Cipollone: EZB muss Tokenisierung aktiv mitgestalten
EZB-Direktoriumsmitglied Piero Cipollone fordert eine aktive Rolle der Zentralbanken bei der Tokenisierung. Nur so ließen sich Effizienzgewinne erzielen und gleichzeitig Geldpolitik, Finanzstabilität und Währungssouveränität sichern.
Tokenisierung als Systemwandel
Die Digitalisierung und Tokenisierung transformieren Zahlungsverkehr und Finanzwesen grundlegend.
Piero Cipollone, Mitglied des EZB-Direktoriums, bezeichnet Tokenisierung als eine „General-Purpose Technology“, die nicht nur einzelne Systemteile verbessert, sondern die Logik des gesamten Systems neu gestaltet.
Durch die Darstellung von Vermögenswerten als digitale Token auf Distributed-Ledger-Technologien (DLT) kann der gesamte Transaktionslebenszyklus – von Emission über Handel bis zur Verwahrung – in einer einzigen, rund um die Uhr verfügbaren digitalen Umgebung stattfinden.
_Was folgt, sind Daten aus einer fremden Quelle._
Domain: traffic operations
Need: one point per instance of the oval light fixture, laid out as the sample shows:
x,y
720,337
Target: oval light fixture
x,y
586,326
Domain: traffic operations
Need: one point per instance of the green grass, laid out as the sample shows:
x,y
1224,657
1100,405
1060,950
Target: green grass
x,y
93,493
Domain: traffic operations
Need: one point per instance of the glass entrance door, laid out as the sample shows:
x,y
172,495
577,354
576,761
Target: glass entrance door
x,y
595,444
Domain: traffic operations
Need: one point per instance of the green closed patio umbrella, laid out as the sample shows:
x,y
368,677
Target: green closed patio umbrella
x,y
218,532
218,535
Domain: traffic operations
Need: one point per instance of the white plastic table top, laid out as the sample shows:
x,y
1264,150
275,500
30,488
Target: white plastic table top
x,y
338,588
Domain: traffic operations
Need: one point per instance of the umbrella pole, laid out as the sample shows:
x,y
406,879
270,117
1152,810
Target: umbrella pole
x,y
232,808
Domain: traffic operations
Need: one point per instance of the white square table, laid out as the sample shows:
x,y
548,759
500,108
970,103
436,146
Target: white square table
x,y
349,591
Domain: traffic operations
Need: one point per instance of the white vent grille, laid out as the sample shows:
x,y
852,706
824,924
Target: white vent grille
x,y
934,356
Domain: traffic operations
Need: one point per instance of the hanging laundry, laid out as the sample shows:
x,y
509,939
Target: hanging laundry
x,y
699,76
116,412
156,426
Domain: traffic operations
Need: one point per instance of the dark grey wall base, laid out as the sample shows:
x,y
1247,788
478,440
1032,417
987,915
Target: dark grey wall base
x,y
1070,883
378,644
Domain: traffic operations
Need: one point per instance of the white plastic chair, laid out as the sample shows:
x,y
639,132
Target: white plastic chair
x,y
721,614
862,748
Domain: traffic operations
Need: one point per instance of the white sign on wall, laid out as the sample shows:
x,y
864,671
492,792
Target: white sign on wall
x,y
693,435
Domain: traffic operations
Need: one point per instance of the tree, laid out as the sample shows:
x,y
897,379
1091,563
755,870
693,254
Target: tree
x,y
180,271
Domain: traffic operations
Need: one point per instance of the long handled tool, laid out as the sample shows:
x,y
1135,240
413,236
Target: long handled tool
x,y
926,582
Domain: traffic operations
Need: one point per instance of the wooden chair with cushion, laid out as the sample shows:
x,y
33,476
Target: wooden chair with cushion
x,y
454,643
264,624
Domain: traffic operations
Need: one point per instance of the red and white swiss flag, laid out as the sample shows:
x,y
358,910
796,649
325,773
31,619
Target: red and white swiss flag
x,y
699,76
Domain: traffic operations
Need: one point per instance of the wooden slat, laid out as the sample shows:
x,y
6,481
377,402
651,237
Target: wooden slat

Dies verspricht vereinfachten Zugang zu Finanzierungen, verbesserte Dienstleistungen und reduzierte Kosten.
Die Umsetzung dieser potenziellen Effizienzgewinne erfordert jedoch die gleichzeitige Adaption durch alle komplementären Komponenten des Finanzsystems, was ein Koordinationsproblem darstellt.
Wer zuerst handelt, trägt die Kosten bei unsicheren Erträgen.
Zentralbankgeld als Anker
Zentralbanken können entscheidend dazu beitragen, die Einführung der Tokenisierung zu beschleunigen.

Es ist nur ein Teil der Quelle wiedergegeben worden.